保団連が3月4日の衆議院予算採決直後に呼び掛けた高額療養費制度の限度額引き上げ撤回を求めるオンライン署名は3月13日までに約15万人の賛同が寄せられています。
3月13日、竹田智雄会長、細部千晴理事はがん患者の水戸部ゆうこさんとともに、15万筆の署名を厚労省保険局高齢者医療課の安中健課長に提出しました。課長とのやり取りは以下の通りです。
<厚労省とのやり取り>
竹田智雄 保団連会長
この制度の本格的な精神なんて、命を守るための制度を守ろうとし、そこで命がこぼれ落ちるっていう命を犠牲にすることがてはならない。私たちは財源提案しているが、必ずどこかから補填することができる。医療費の中の付け替えではなく、ましてや患者さん本人に負担させるのではなく、ちゃんと財源を確保できる道があると思う。ぜひ制度を守るため、命を犠牲にすることがないようしてほしい。
水戸部ゆうこ(キャンサー)
がんになる人が多くなってきている中、希望を持てる国にしていっていただきたい。やはり苦しんでいる人をより苦しめるような制度改革にならないように、みんなが安心して、若い人たちも子供が高校生中学生いるが、希望が持てるようにしてほしい。
安中健 保険局高齢者医療課課長
この制度は大事な制度だし、医療はしっかり守っていかなきゃいけない。あの医療費が増えてくる中、やはりそれを保険料から窓口負担がどちらかという構造の中、どういうバランスでやっていくのかが大事だ。そのために意見を聞いてやっていくということが大事だ。生活ということに関していえば、医療はあくまで生活の一部を支えるものであり、教育や家賃などさまざまな課題がある。医療の政策、あるいは医療の自己負担の問題だけですべてが解決するわけではないので、今まさに高校無償化の議論にもあるが、そういったところでの家計の支えというのがあっていうの、トータルで負担のあり方なのかなと思っている。いろんな方の意見を聞いて、この医療の制度をどうやってつなげていくのかが次世代の安心につながる。我々が使う医療サービスの費用が将来世代に付け回しすることは、やってはいけないと思う。今回、総理もいったん立ち止まってという話があったので、改めてしっかりと検討していきたい。
<署名について>
高額療養費の負担限度額引き上げを含む2025年度の政府予算案が3月4日、自民、公明、維新の賛成で衆議院を通過したことを受け、緊急で引き上げ撤回を求める署名を開始しました。

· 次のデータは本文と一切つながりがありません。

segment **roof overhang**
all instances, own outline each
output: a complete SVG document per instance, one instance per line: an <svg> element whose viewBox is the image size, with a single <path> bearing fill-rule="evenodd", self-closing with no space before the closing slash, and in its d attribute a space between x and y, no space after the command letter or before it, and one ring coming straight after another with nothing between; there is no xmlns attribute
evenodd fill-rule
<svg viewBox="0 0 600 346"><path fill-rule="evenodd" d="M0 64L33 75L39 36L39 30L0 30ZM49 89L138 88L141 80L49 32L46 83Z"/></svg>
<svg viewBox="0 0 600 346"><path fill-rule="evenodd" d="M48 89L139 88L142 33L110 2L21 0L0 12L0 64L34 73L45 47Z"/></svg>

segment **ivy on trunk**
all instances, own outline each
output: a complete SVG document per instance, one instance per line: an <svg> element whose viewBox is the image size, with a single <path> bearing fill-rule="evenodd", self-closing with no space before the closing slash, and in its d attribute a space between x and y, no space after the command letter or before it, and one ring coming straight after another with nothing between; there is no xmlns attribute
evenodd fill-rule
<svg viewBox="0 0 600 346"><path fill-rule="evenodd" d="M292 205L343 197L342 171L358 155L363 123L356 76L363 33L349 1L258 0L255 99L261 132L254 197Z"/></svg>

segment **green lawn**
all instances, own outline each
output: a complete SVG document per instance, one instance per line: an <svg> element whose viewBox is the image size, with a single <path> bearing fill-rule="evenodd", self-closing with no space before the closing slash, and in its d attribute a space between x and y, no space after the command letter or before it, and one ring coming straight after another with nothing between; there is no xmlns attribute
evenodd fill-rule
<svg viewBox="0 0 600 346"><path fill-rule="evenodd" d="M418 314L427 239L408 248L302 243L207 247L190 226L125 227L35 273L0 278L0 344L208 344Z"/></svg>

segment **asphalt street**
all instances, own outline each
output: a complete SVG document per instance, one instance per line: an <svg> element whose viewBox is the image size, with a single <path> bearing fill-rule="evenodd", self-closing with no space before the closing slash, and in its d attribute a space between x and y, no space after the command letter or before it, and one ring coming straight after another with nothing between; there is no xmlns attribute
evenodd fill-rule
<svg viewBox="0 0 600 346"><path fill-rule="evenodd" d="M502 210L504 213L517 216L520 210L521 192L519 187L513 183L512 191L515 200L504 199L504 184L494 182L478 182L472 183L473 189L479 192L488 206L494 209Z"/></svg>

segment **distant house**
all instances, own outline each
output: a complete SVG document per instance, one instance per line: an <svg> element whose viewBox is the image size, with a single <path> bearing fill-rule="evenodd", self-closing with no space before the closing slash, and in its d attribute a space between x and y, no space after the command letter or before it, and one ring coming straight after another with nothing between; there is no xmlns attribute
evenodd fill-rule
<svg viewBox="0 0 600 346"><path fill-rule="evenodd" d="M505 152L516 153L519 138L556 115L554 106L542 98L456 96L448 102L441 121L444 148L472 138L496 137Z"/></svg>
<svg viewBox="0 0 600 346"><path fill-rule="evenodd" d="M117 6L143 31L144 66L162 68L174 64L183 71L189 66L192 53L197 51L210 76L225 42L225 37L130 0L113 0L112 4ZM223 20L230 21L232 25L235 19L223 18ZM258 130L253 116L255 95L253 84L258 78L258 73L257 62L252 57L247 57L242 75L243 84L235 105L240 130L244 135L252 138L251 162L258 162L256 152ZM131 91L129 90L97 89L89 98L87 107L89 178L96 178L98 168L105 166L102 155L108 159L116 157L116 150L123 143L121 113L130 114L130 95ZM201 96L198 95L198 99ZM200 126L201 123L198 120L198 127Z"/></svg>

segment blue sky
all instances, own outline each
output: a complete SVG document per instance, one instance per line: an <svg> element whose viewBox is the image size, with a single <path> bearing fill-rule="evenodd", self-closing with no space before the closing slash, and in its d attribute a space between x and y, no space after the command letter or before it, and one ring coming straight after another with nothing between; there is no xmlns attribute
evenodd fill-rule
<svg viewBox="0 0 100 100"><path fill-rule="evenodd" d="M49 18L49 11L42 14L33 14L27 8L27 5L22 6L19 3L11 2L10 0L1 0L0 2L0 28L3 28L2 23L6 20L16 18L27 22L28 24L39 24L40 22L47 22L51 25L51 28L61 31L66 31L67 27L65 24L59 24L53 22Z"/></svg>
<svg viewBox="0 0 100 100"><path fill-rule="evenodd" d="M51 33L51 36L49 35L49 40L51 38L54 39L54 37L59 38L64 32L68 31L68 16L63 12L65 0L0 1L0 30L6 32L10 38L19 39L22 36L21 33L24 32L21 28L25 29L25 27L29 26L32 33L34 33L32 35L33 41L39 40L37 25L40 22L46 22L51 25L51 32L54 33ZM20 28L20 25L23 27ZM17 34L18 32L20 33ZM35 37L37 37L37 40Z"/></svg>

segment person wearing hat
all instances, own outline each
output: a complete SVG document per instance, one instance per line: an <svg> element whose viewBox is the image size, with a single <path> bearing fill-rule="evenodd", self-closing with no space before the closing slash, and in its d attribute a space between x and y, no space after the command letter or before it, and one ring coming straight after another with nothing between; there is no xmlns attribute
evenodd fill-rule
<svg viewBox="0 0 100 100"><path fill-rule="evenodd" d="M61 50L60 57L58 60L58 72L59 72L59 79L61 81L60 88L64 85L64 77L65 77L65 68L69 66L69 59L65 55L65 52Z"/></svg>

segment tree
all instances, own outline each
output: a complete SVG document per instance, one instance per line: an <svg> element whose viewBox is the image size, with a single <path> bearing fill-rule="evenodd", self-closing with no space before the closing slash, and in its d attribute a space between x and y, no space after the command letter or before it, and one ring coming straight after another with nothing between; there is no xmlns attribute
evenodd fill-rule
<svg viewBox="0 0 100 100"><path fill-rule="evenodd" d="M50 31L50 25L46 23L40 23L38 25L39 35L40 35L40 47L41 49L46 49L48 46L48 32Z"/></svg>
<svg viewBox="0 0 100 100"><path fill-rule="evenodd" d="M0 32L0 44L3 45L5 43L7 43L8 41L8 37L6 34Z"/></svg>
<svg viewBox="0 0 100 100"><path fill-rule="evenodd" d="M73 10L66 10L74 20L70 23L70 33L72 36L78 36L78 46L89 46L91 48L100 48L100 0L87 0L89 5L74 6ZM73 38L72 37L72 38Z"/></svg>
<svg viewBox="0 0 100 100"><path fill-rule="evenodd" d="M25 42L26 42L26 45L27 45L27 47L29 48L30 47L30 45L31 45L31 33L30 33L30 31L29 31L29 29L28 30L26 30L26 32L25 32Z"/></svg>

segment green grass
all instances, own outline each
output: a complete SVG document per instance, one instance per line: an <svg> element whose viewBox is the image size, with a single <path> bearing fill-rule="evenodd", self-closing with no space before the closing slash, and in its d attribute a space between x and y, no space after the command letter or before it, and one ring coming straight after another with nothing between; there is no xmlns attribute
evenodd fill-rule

開始後わずか48時間で10万筆を超える賛同をいただき、同日記者会見を行いました。
翌3月7日には、石破首相が高額療養費の負担上限額の見直しについて、予定していた今年8月の引き上げの「見合わせ」を表明しましたが、「今年の秋までにあらためて方針を検討し、(引き上げを)決定する」とも発言しており、7月の参院選後に、また同じような引き上げ案を出してくる可能性があります。
私たちは、再提案の道を残す「見送り」ではなく、あくまでも「白紙撤回」を求め、引き続き署名の継続をいたします。引き続き、応援をよろしくお願いします。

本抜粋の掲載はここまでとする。